Significant research efforts have been dedicated to designing cryptographic algorithms that are quantum-resistant. The motivation is clear: robust quantum computers, once available, will render current cryptographic standards vulnerable. Thus, we need new Post-Quantum Cryptography (PQC) algorithms, and, due to the inherent complexity of such algorithms, there is also a demand to accelerate them in hardware. In this paper, we show that PQC hardware accelerators can be backdoored by two different adversaries located in the chip supply chain. We propose REPQC, a sophisticated reverse engineering algorithm that can be employed to confidently identify hashing operations (i.e., Keccak) within the PQC accelerator - the location of which serves as an anchor for finding secret information to be leaked. Armed with REPQC, an adversary proceeds to insert malicious logic in the form of a stealthy Hardware Trojan Horse (HTH). Using Dilithium as a study case, our results demonstrate that HTHs that increase the accelerator's layout density by as little as 0.1\% can be inserted without any impact on the performance of the circuit and with a marginal increase in power consumption. An essential aspect is that the entire reverse engineering in REPQC is automated, and so is the HTH insertion that follows it, empowering adversaries to explore multiple HTH designs and identify the most suitable one.

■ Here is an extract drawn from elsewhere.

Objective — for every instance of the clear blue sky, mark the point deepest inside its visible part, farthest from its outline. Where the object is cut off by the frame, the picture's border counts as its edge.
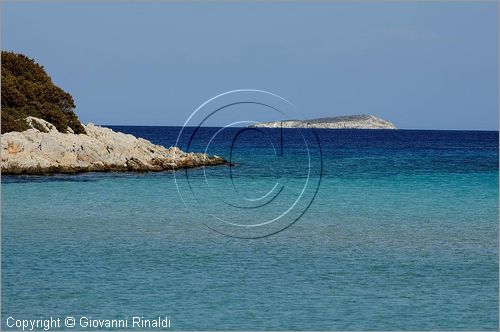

翻译：大量研究工作致力于设计抗量子密码算法。其动机显而易见：一旦强大的量子计算机问世，现有密码标准将变得脆弱不堪。因此，我们需要新型后量子密码算法，且由于此类算法固有的复杂性，还需要通过硬件对其进行加速。本文证明，芯片供应链中的两类不同攻击者可对后量子密码硬件加速器植入后门。我们提出REPQC——一种精密的逆向工程算法，该算法能可靠地识别后量子密码加速器中的哈希运算单元（即Keccak），其位置可作为寻找待泄露秘密信息的锚点。借助REPQC，攻击者进而能以硬件木马的形式插入恶意逻辑。以Dilithium为例的研究表明：即使仅将加速器版图密度增加0.1%的硬件木马，也可在不影响电路性能且仅产生可忽略功耗增量的条件下被植入。关键在于，REPQC中整个逆向工程过程已实现自动化，其后续的硬件木马插入同样完全自动化，这使得攻击者能够探索多种木马设计并确定最优方案。